Executor - Assign GPUs
This tutorial shows the most portable way to assign tasks (user applications) to the GPU.
In the first example, each worker will be using one GPU. We assume the workers are on a
cluster with CUDA-capable GPUs. We will assign GPUs by setting the environment
variable CUDA_VISIBLE_DEVICES
. An equivalent approach can be used with other
devices.
This example is based on the simple forces tutorial with a slightly modified simulation function.
To compile the forces application to use the GPU, ensure forces.c has the
#pragma omp target
line uncommented and comment out the equivalent
#pragma omp parallel
line. Then compile forces.x using one of the
GPU build lines in build_forces.sh or similar for your platform.
The libEnsemble scripts in this example are available under forces_gpu in the libEnsemble repository.
Note that at time of writing the calling script run_libe_forces.py
is identical
to that in forces_simple
. The forces_simf
file has slight modifications to
assign GPUs.
Simulation function
The sim_f
(forces_simf.py
) becomes as follows.
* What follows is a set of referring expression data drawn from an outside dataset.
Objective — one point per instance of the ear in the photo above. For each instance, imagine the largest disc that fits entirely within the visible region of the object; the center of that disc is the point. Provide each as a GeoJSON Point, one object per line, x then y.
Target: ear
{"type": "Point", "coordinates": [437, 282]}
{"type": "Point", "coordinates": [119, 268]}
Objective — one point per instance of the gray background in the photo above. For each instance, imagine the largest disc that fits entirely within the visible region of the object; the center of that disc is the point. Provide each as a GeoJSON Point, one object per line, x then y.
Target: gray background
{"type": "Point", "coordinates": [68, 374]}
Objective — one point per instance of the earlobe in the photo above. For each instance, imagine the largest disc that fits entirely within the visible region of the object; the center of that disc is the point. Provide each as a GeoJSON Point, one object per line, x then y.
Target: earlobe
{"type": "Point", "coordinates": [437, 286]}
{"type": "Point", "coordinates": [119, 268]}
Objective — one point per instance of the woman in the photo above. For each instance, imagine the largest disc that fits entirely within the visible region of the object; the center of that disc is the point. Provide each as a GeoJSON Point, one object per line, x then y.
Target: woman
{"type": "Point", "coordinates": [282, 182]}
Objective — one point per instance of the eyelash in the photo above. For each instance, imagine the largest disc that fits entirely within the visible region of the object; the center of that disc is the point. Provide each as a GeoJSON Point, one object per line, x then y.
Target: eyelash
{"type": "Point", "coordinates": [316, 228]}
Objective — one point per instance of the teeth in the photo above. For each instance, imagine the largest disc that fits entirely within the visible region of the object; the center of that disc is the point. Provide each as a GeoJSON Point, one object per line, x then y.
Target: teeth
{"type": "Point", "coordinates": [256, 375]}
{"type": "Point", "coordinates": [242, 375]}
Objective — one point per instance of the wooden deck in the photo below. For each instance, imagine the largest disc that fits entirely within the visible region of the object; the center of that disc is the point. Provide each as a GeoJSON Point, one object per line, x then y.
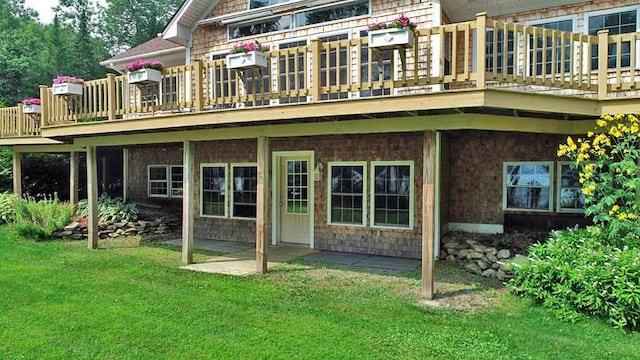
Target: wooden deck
{"type": "Point", "coordinates": [444, 62]}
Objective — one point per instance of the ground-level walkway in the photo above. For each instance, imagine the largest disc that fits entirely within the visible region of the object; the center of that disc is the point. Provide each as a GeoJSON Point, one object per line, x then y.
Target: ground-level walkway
{"type": "Point", "coordinates": [240, 258]}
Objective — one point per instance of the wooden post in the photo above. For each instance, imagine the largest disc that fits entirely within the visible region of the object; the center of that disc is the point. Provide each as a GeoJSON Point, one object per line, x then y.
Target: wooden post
{"type": "Point", "coordinates": [481, 61]}
{"type": "Point", "coordinates": [315, 69]}
{"type": "Point", "coordinates": [111, 97]}
{"type": "Point", "coordinates": [73, 178]}
{"type": "Point", "coordinates": [92, 196]}
{"type": "Point", "coordinates": [603, 64]}
{"type": "Point", "coordinates": [44, 105]}
{"type": "Point", "coordinates": [428, 205]}
{"type": "Point", "coordinates": [199, 89]}
{"type": "Point", "coordinates": [17, 173]}
{"type": "Point", "coordinates": [125, 174]}
{"type": "Point", "coordinates": [21, 120]}
{"type": "Point", "coordinates": [188, 194]}
{"type": "Point", "coordinates": [262, 203]}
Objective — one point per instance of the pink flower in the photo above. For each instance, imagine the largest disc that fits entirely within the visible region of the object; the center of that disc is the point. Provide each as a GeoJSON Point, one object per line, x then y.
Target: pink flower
{"type": "Point", "coordinates": [68, 79]}
{"type": "Point", "coordinates": [31, 101]}
{"type": "Point", "coordinates": [143, 63]}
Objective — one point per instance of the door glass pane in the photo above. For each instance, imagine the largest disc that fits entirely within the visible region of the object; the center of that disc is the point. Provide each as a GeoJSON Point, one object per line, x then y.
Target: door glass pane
{"type": "Point", "coordinates": [297, 187]}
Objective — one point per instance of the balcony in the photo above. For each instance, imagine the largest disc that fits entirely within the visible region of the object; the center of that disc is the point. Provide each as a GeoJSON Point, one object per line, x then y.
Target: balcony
{"type": "Point", "coordinates": [452, 59]}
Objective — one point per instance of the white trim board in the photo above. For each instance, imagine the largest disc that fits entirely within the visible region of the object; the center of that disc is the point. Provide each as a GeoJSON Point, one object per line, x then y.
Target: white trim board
{"type": "Point", "coordinates": [476, 228]}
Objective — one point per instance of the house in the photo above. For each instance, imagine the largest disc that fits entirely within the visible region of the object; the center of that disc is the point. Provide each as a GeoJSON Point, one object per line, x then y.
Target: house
{"type": "Point", "coordinates": [338, 145]}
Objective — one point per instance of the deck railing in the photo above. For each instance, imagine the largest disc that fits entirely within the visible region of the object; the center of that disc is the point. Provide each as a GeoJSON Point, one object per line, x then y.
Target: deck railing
{"type": "Point", "coordinates": [15, 123]}
{"type": "Point", "coordinates": [475, 54]}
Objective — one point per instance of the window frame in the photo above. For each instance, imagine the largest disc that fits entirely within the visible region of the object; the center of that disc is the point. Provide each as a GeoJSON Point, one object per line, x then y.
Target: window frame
{"type": "Point", "coordinates": [615, 10]}
{"type": "Point", "coordinates": [330, 165]}
{"type": "Point", "coordinates": [232, 191]}
{"type": "Point", "coordinates": [506, 164]}
{"type": "Point", "coordinates": [411, 195]}
{"type": "Point", "coordinates": [560, 209]}
{"type": "Point", "coordinates": [166, 181]}
{"type": "Point", "coordinates": [226, 190]}
{"type": "Point", "coordinates": [171, 188]}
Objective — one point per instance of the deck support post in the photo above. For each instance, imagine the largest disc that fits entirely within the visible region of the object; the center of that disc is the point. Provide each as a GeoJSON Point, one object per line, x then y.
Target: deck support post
{"type": "Point", "coordinates": [92, 196]}
{"type": "Point", "coordinates": [262, 203]}
{"type": "Point", "coordinates": [428, 208]}
{"type": "Point", "coordinates": [17, 173]}
{"type": "Point", "coordinates": [73, 178]}
{"type": "Point", "coordinates": [187, 201]}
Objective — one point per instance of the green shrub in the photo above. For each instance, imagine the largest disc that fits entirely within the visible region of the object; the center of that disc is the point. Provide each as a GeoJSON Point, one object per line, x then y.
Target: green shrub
{"type": "Point", "coordinates": [40, 219]}
{"type": "Point", "coordinates": [7, 202]}
{"type": "Point", "coordinates": [110, 209]}
{"type": "Point", "coordinates": [578, 272]}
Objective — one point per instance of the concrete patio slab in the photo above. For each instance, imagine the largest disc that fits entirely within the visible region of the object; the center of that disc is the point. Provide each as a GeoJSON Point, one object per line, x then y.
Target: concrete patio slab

The new lines are highlighted:
1import numpy as np
2
3# To retrieve our MPI Executor and resources instances
4from libensemble.executors.executor import Executor
5from libensemble.resources.resources import Resources
6
7# Optional status codes to display in libE_stats.txt for each gen or sim
8from libensemble.message_numbers import WORKER_DONE, TASK_FAILED
9
10def run_forces(H, persis_info, sim_specs, libE_info):
11 calc_status = 0
12
13 # Parse out num particles, from generator function
14 particles = str(int(H["x"][0][0]))
15
16 # app arguments: num particles, timesteps, also using num particles as seed
17 args = particles + " " + str(10) + " " + particles
18
19 # Retrieve our MPI Executor instance and resources
20 exctr = Executor.executor
21 resources = Resources.resources.worker_resources
22
23 resources.set_env_to_slots("CUDA_VISIBLE_DEVICES")
24
25 # Submit our forces app for execution. Block until the task starts.
26 task = exctr.submit(
27 app_name="forces",
28 app_args=args,
29 num_nodes=resources.local_node_count,
30 procs_per_node=resources.slot_count,
31 wait_on_start=True,
32 )
33
34 # Block until the task finishes
35 task.wait(timeout=60)
36
37 # Stat file to check for bad runs
38 statfile = "forces.stat"
39
40 # Try loading final energy reading, set the sim's status
41 try:
42 data = np.loadtxt(statfile)
43 final_energy = data[-1]
44 calc_status = WORKER_DONE
45 except Exception:
46 final_energy = np.nan
47 calc_status = TASK_FAILED
48
49 # Define our output array, populate with energy reading
50 outspecs = sim_specs["out"]
51 output = np.zeros(1, dtype=outspecs)
52 output["energy"][0] = final_energy
53
54 # Return final information to worker, for reporting to manager
55return output, persis_info, calc_status
The above code can be run on most systems, and will assign a GPU to each worker, so long as the number of workers is chosen to fit the resources.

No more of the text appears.